Surabaya, Spotnews.id – Indonesia memasuki usia ke-80 tahun kemerdekaan pada 2025. Perayaan berlangsung meriah di berbagai daerah dengan lomba rakyat, upacara bendera, hingga karnaval budaya. Namun, di balik gegap gempita itu, muncul pertanyaan penting: apakah bangsa ini sudah benar-benar merdeka secara ekonomi?
Secara politik, Indonesia telah bebas sejak 1945. Pemerintah berdiri sendiri, hukum ditegakkan tanpa intervensi asing, dan diplomasi dijalankan atas nama bangsa. Namun, kemandirian ekonomi—kemampuan mengelola sumber daya, menentukan arah pembangunan, dan lepas dari ketergantungan—masih menjadi pekerjaan besar yang belum tuntas.
Di tengah derasnya arus globalisasi dan disrupsi teknologi, diperlukan strategi baru yang berakar pada kekuatan internal bangsa. Salah satu potensi besar yang kini dilirik adalah pesantren.
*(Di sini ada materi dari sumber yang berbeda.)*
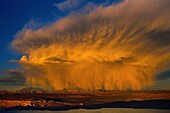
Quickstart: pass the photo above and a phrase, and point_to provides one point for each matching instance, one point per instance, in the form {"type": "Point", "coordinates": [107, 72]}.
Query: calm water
{"type": "Point", "coordinates": [103, 110]}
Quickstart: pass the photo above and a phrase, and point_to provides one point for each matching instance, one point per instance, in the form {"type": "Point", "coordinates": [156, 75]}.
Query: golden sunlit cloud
{"type": "Point", "coordinates": [118, 47]}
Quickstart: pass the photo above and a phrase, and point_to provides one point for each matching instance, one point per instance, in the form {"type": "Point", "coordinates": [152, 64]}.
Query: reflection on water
{"type": "Point", "coordinates": [103, 110]}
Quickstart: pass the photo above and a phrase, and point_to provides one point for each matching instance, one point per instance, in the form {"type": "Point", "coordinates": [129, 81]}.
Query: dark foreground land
{"type": "Point", "coordinates": [85, 99]}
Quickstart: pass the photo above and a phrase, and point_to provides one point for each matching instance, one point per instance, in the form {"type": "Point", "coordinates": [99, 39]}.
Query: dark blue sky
{"type": "Point", "coordinates": [16, 14]}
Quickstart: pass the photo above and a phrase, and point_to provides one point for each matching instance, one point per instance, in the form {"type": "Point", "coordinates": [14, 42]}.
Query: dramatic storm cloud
{"type": "Point", "coordinates": [115, 47]}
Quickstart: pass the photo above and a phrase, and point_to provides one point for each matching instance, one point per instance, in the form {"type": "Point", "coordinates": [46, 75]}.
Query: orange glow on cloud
{"type": "Point", "coordinates": [116, 47]}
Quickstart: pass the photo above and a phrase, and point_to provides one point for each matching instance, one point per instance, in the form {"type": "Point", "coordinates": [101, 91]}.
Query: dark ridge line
{"type": "Point", "coordinates": [147, 104]}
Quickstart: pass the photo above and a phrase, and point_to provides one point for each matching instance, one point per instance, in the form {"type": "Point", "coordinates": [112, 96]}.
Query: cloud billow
{"type": "Point", "coordinates": [115, 47]}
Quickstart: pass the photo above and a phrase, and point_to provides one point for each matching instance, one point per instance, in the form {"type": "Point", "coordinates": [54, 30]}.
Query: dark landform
{"type": "Point", "coordinates": [65, 100]}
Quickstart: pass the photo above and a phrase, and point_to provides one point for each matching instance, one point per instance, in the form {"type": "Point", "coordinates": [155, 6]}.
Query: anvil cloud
{"type": "Point", "coordinates": [116, 47]}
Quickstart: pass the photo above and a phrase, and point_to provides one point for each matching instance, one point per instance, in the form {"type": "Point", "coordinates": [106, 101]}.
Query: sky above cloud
{"type": "Point", "coordinates": [61, 39]}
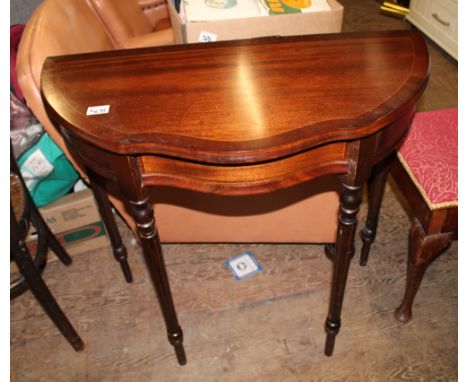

Pesantren sebagai Katalis Ekonomi
Pesantren tidak hanya berfungsi sebagai lembaga pendidikan agama, tetapi juga pusat pembentukan karakter, modal sosial, dan spiritualitas. Sejarah mencatat, para ulama terdahulu menjadikan pemberdayaan ekonomi sebagai bagian dari dakwah. KH Hasyim Asy’ari mendirikan Nahdlatut Tujjar untuk memperkuat pedagang santri, sementara KH Ahmad Dahlan membangun amal usaha mandiri bagi Muhammadiyah.
Semangat itu kini hidup kembali melalui gerakan santripreneur, yang memadukan kecerdasan bisnis dengan misi sosial. Usaha yang dijalankan santri tidak sekadar mengejar keuntungan, tetapi juga mengatasi persoalan kemiskinan, pengangguran, dan ketimpangan.
Langkah Strategis Menuju Indonesia Emas
Dalam visi Indonesia Emas 2045, keberhasilan bangsa tidak hanya diukur dari pertumbuhan ekonomi, melainkan juga pemerataan kesejahteraan. Untuk itu, pesantren didorong mengambil tiga langkah utama.
Pertama, menumbuhkan kewirausahaan adaptif di kalangan santri. Penguasaan teknologi digital, manajemen modern, hingga pemasaran berbasis data menjadi kunci untuk menembus pasar global.
Kedua, memperkuat kolaborasi. Pesantren perlu bermitra dengan alumni, pelaku usaha, BUMN, hingga investor syariah. Jaringan semacam ini terbukti mampu melahirkan model bisnis inklusif dan membuka akses pasar lebih luas.
Ketiga, membangun ekonomi berbasis nilai. Usaha pesantren harus berlandaskan prinsip maqashid syariah, menekankan keadilan distribusi, keberlanjutan, serta bebas dari praktik merugikan masyarakat. Industri halal, agroteknologi ramah lingkungan, hingga fintech syariah menjadi sektor potensial.
Momentum Refleksi
Para kiai dan pengelola pesantren diharapkan mengadopsi kepemimpinan transformatif, yang tidak hanya mengatur tetapi juga menginspirasi dan memberdayakan. Dengan begitu, pesantren dapat tampil sebagai motor penggerak ekonomi umat yang tangguh dan berdaya saing global.
HUT RI ke-80 tahun ini menjadi momentum refleksi: jika kemerdekaan politik telah diraih pada 1945, maka kemerdekaan ekonomi adalah bab berikutnya yang harus dituntaskan.
Santri masa kini tidak lagi hanya berdagang di pasar lokal. Mereka mampu memasarkan produk halal ke luar negeri, mengembangkan aplikasi pendidikan berbasis pesantren, hingga menciptakan inovasi agroteknologi yang mendunia.
Kemerdekaan sejati, sebagaimana ditegaskan banyak tokoh, adalah ketika setiap anak bangsa mampu berdiri di atas kaki sendiri. Dan pesantren, dengan kekuatan sejarah, nilai, dan inovasinya, siap menjadi salah satu penopang utama Indonesia menuju masa depan emas 2045.